On Halloween I usually conjure up run-of-the-mill ghosts, ghouls, and
goblins to scare little kids away so I don't have to share my candy
with them. This year, I've decided to actually contact a dead celebrity
instead, to find out how they're enjoying their afterlife life. I
figured G for Ghost, and double that for good luck.

I chose the ghost of Greta Garbo, elusive in life but, since being
deceased, I figured she'd be helpless to resist my invitation if I used
what I learned in the hallowed halls of Carnac's Conjuring Class.
Knowing Greta Garbo had never been interviewed by Diane Sawyer, Barbara
Walters or Charlie Rose, this would be the scoop of an afterlifetime. By
supersecret methods, I texted the Spirit World's Dead Celebs with
Double G Initials Dept. Due to a glitch in their system, instead of
Greta Garbo, something went wrong and I ended up with Pedro
Gonzales-Gonzales.



GG: I am the ghost of Pedro Gonzales-Gonzales, a guy so nice, they named me twice.



Me: How do you do?



GG: How do I do? I am dead. How do you think I do?



Me: No offense. It's just that hearing you is a surprise since I was aiming for Greta Garbo.



GG: Good luck with that. Nobody up here ever sees her. The only way we know she's around is the trail of cigarette smoke.



Me: Smoking is allowed there?



GG: Every vice is allowed here. That's why it's heaven.



Me: I hate to sound snobbish but I'm not sure you'll be a hit on Halloween. These days, a lot of people won't know who you are.



GG: Story of my life. I'm only a Ghost Second Class. Callers like
you always try to reach First Class, like Thomas Jefferson or Marilyn
Monroe, or Elvis. You think you're the first to try Garbo? She won't
even take a call from Oprah. You received me instead because you
probably used the same people who designed the Obamacare website. Cheer
up, I'm not totally unknown. I acted with the most famous of all
celebrities -- John Wayne. We did a bunch of movies together like Hondo,
Chisum, and Rio Bravo, and he kept me on his payroll until he died. My
Star on the Hollywood Walk of Fame is right next to his. I'm so proud
it's my star they stand on when they take pictures of his star.



Before that, I was a little famous already for making Groucho laugh
when he asked me "If we got together as an act, what would it be
called?" I said "It would be Gonzales-Gonzales and Marx." Then Groucho
looked at the audience and said, "Do you believe that? Two men in the
act, and I get third billing!"



Me: Well, Wayne and Groucho are good cred and you do have the right initials. I only wish you were scarier.

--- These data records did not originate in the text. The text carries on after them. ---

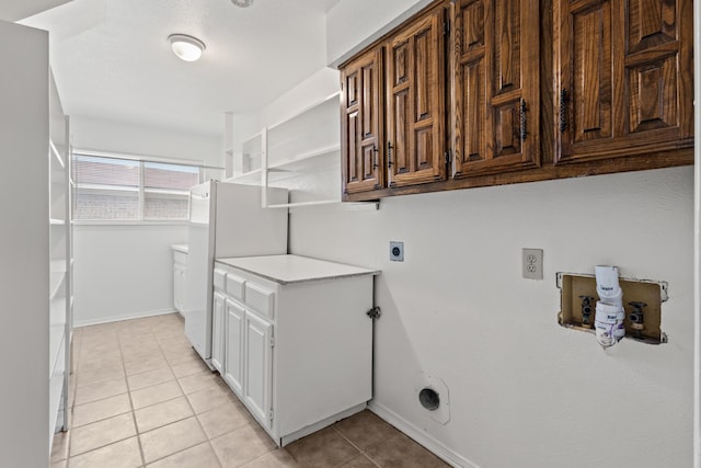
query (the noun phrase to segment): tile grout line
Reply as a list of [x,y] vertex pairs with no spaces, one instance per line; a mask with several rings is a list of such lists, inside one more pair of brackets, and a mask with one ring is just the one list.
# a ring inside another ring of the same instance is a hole
[[[150,328],[149,328],[150,331]],[[122,368],[124,369],[124,381],[127,386],[127,395],[129,398],[129,406],[131,407],[131,421],[134,422],[134,431],[136,432],[136,443],[139,447],[139,456],[141,457],[141,466],[146,467],[146,457],[143,455],[143,447],[141,446],[141,435],[139,433],[139,425],[136,422],[136,411],[134,410],[134,401],[131,400],[131,387],[129,386],[129,379],[127,378],[127,366],[124,363],[124,347],[122,346],[122,339],[119,336],[119,330],[117,330],[117,341],[119,343],[119,355],[122,356]]]
[[[368,460],[370,460],[370,461],[372,463],[372,465],[375,465],[375,466],[377,466],[377,467],[380,467],[380,465],[378,465],[378,463],[377,463],[377,461],[375,461],[372,458],[370,458],[370,456],[367,454],[367,452],[366,452],[366,450],[364,450],[364,449],[361,449],[360,447],[358,447],[356,444],[354,444],[354,443],[353,443],[353,441],[350,441],[350,440],[349,440],[348,437],[346,437],[346,436],[345,436],[341,431],[338,431],[338,429],[336,427],[336,424],[337,424],[337,423],[338,423],[338,421],[336,421],[335,423],[333,423],[333,424],[331,425],[331,427],[336,432],[336,434],[341,435],[341,437],[343,437],[343,438],[344,438],[348,444],[353,445],[353,447],[354,447],[355,449],[357,449],[357,450],[360,453],[360,455],[365,455],[365,458],[367,458]],[[377,444],[375,444],[375,445],[381,444],[382,442],[383,442],[383,441],[380,441],[380,442],[378,442],[378,443],[377,443]],[[375,445],[372,445],[371,447],[374,447]],[[371,447],[369,447],[369,448],[371,448]],[[348,461],[348,460],[346,460],[346,461]],[[381,467],[380,467],[380,468],[381,468]]]
[[[158,338],[156,339],[156,342],[158,343],[158,347],[161,350],[161,353],[163,353],[163,356],[165,356],[165,353],[163,352],[163,346],[161,345],[161,342],[158,340]],[[202,425],[202,422],[199,421],[199,418],[197,418],[197,411],[195,411],[195,408],[193,408],[193,404],[189,401],[189,398],[187,398],[187,393],[185,392],[185,389],[183,388],[182,384],[180,383],[180,378],[177,376],[175,376],[175,373],[173,372],[173,365],[171,364],[171,362],[170,362],[170,359],[168,357],[165,358],[165,363],[168,364],[168,368],[171,372],[171,374],[173,374],[173,377],[175,378],[175,383],[177,384],[177,386],[180,387],[181,391],[183,392],[183,396],[185,397],[185,401],[187,401],[187,406],[192,410],[193,416],[195,418],[195,421],[197,421],[197,424],[199,425],[199,430],[202,431],[202,433],[207,438],[207,444],[209,445],[209,449],[211,449],[211,452],[215,454],[215,458],[217,459],[217,463],[219,464],[219,466],[223,467],[223,463],[219,459],[219,454],[217,454],[217,450],[215,450],[215,447],[211,444],[211,438],[209,438],[209,435],[207,435],[207,432],[205,431],[205,427]],[[193,375],[195,375],[195,374],[193,374]],[[193,445],[193,447],[196,447],[197,445],[200,445],[200,444]],[[193,448],[193,447],[184,448],[181,452],[187,450],[187,449]],[[181,453],[181,452],[177,452],[177,453]],[[174,455],[174,454],[171,454],[171,455]],[[171,455],[169,455],[169,457]]]

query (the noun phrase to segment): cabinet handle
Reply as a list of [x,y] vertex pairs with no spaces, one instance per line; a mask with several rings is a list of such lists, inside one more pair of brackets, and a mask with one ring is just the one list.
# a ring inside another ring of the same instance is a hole
[[387,141],[387,167],[392,167],[392,141]]
[[526,134],[528,133],[528,127],[526,126],[526,100],[521,99],[520,104],[520,114],[521,114],[521,141],[526,141]]
[[560,91],[560,133],[564,134],[567,129],[567,105],[570,104],[570,96],[567,90]]

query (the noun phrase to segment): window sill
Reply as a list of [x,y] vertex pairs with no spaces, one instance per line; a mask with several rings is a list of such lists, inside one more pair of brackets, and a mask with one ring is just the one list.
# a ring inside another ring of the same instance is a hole
[[187,219],[159,219],[159,220],[73,220],[73,226],[187,226]]

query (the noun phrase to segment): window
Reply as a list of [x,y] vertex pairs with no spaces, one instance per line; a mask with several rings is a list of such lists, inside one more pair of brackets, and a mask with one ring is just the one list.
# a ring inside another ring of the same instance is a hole
[[73,219],[185,220],[197,165],[73,156]]

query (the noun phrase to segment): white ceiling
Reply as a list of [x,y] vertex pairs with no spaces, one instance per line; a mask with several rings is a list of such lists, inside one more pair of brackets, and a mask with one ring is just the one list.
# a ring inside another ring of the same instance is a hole
[[[73,0],[21,23],[49,31],[67,114],[220,135],[225,112],[254,111],[324,67],[338,1]],[[202,39],[203,58],[175,57],[174,33]]]

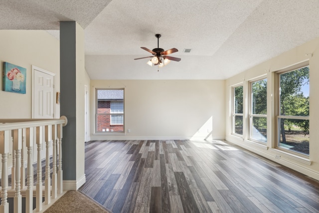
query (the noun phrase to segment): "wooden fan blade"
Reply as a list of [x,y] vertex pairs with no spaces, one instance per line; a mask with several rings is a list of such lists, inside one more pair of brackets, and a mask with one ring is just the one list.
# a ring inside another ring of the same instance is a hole
[[166,51],[163,52],[161,52],[160,54],[163,55],[168,55],[168,54],[173,53],[174,52],[176,52],[178,51],[178,50],[176,48],[172,48],[171,49],[167,49]]
[[139,60],[139,59],[142,59],[143,58],[153,58],[153,57],[154,57],[154,56],[143,57],[143,58],[134,58],[134,60]]
[[165,58],[167,58],[168,60],[170,60],[172,61],[179,61],[181,59],[179,58],[176,58],[175,57],[171,57],[171,56],[165,56]]
[[142,49],[143,49],[144,50],[146,50],[149,52],[151,52],[152,54],[153,54],[153,55],[155,55],[156,54],[156,53],[154,52],[153,52],[153,51],[152,51],[151,49],[148,49],[146,47],[143,47],[143,46],[141,47],[141,48],[142,48]]

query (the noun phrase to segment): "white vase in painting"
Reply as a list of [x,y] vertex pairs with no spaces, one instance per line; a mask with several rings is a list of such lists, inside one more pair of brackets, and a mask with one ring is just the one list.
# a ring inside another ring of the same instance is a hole
[[12,81],[12,89],[14,91],[20,90],[20,81],[17,79],[13,79]]

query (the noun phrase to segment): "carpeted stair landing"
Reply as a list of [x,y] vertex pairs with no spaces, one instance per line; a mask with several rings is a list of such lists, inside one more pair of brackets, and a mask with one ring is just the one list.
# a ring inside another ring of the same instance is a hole
[[44,213],[111,213],[88,196],[78,191],[67,192]]

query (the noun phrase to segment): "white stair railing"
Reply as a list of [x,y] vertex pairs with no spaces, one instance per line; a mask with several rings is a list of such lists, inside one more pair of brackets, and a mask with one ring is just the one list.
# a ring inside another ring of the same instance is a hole
[[[59,119],[51,120],[0,120],[0,154],[2,159],[0,213],[12,211],[9,209],[8,198],[13,198],[14,213],[38,212],[42,210],[43,198],[44,198],[44,205],[47,206],[50,204],[51,200],[63,193],[62,127],[67,123],[67,119],[65,116]],[[41,162],[42,144],[45,145],[44,187]],[[10,147],[12,148],[12,159],[9,158]],[[52,181],[50,166],[51,151]],[[35,187],[33,187],[33,152],[36,152],[37,155]],[[24,159],[26,155],[26,162]],[[8,174],[10,171],[11,174]],[[11,186],[8,181],[10,176]],[[32,209],[34,197],[36,200],[35,210]],[[22,198],[25,199],[25,211],[22,209]]]

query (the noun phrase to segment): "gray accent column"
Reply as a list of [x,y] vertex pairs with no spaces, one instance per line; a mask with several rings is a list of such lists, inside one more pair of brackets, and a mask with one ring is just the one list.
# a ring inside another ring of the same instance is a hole
[[63,180],[76,180],[76,22],[60,22],[60,114],[68,119],[63,127]]

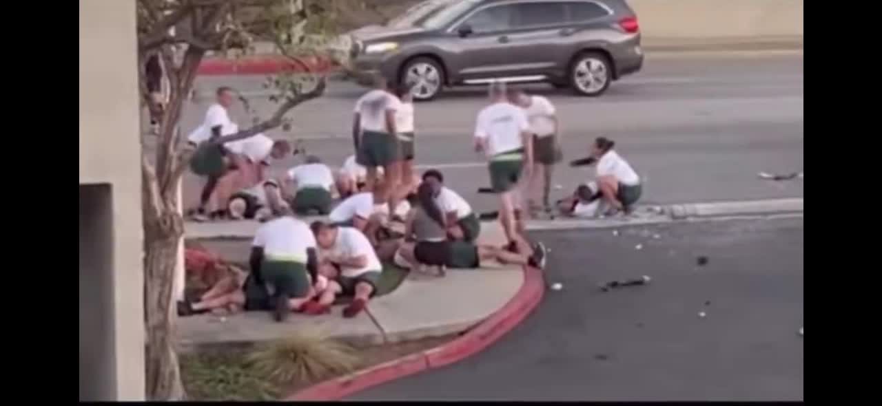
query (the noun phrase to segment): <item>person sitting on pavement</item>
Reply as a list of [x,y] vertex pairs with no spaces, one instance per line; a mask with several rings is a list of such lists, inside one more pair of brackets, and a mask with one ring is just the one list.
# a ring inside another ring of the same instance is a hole
[[597,183],[589,181],[576,188],[572,196],[557,202],[557,210],[568,217],[594,218],[602,214],[603,195]]
[[228,214],[233,220],[264,221],[281,215],[288,209],[289,206],[281,196],[279,181],[273,179],[234,194],[227,203]]
[[310,277],[318,279],[317,255],[315,234],[303,220],[286,215],[261,225],[251,244],[249,263],[257,285],[273,292],[249,298],[252,307],[273,309],[277,321],[292,311],[302,311],[313,293]]
[[[316,221],[310,225],[320,248],[322,266],[333,265],[340,269],[340,277],[328,284],[316,305],[307,305],[310,313],[323,313],[325,306],[337,294],[353,296],[352,303],[343,309],[343,317],[356,316],[377,292],[377,282],[383,273],[383,264],[377,257],[370,241],[362,232],[352,227]],[[320,308],[310,308],[313,306]]]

GG: I never played anything scarier than bandits. If only I could land a part today on The Walking Dead,
I'd be on easy street. Talk about authenticity! But my agent's even
deader than I am. I will tell you a secret even TMZ doesn't have. My
real name is not Pedro Gonzales-Gonzales. My real name is Ramiro
Gonzales-Gonzales. There. I told the truth and I feel better now. Still
dead, but better.



Me: You've convinced me, so will you come to my Halloween Party as an apparition and voiceover?



GG: Sorry, I can't. Epcot has me under dead-or-alive contract at Disney World.



Me: Another body blow. No Garbo, not even a ghostly
Gonzalez-Gonzalez. Well, maybe we can get together another time. I think
I'll just go to the Halloween Party as Ted Cruz. It might not do much
for the kids, but it sure will scare the adults.